Picture3: Distinguished guests and representatives of  UNDP, CCM-UR, IRDP, NURC, CBS (left to right)


The present research therefore highlighted the importance of the living environment when it comes to reconciliation among youth as well as the need for mentorship and scale up of youth reconciliation initiatives that aim at effective interventions targeting different levels of society with the ultimate aim of sustainable peace. 



The presentation on research findings was framed by other presentations that theorized the notion of intergenerational (dis)continuity (how parental involvement in a particular behavior influences the likelihood that their child will also be involved in that same behavior at the same developmental stage); provided a broader understanding of the cycle of violence in the Great Lakes region; contributed to understanding the importance of examining peacebuilding through a trauma lens and outlined the policy perspective with regard to youth and reconciliation.
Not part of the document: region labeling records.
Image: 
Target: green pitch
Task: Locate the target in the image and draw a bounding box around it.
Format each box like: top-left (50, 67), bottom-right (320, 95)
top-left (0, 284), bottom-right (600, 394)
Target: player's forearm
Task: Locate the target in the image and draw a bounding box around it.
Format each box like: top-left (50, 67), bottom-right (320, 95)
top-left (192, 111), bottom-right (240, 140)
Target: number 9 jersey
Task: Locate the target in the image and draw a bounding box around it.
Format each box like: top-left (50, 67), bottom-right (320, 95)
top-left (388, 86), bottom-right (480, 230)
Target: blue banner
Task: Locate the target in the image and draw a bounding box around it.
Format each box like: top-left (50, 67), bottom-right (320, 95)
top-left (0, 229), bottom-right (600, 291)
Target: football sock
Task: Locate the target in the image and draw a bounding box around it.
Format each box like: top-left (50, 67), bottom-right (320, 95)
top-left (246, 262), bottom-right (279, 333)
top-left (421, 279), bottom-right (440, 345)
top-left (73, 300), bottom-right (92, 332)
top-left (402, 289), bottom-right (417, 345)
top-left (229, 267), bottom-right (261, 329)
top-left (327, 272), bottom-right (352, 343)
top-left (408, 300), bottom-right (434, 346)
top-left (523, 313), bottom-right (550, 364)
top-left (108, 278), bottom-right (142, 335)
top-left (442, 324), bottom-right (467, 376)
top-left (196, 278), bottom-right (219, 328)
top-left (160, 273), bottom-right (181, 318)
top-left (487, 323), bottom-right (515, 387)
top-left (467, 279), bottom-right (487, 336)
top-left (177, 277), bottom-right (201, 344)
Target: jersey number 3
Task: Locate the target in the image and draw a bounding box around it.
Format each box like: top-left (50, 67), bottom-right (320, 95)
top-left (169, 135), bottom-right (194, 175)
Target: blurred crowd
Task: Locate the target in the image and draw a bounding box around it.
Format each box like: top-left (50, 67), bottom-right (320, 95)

See a full symposium concept note and agenda here.



Picture 4: His Grace Archbishop Onesphore Rwaje, Chair of CBS Board of Directors and Bishop John Rucyahana, the chair of the National Unity and Reconciliation Commission (NURC)


Closing the symposium, the chair of the National Unity and Reconciliation Commission (NURC), Bishop John Rucyahana, commended efforts deployed by CBS both in research and interventions when it comes to healing, but also highlighted that challenges are still there “We inherited pain and guilt from the past and we should approach the future with knowledge and facts.”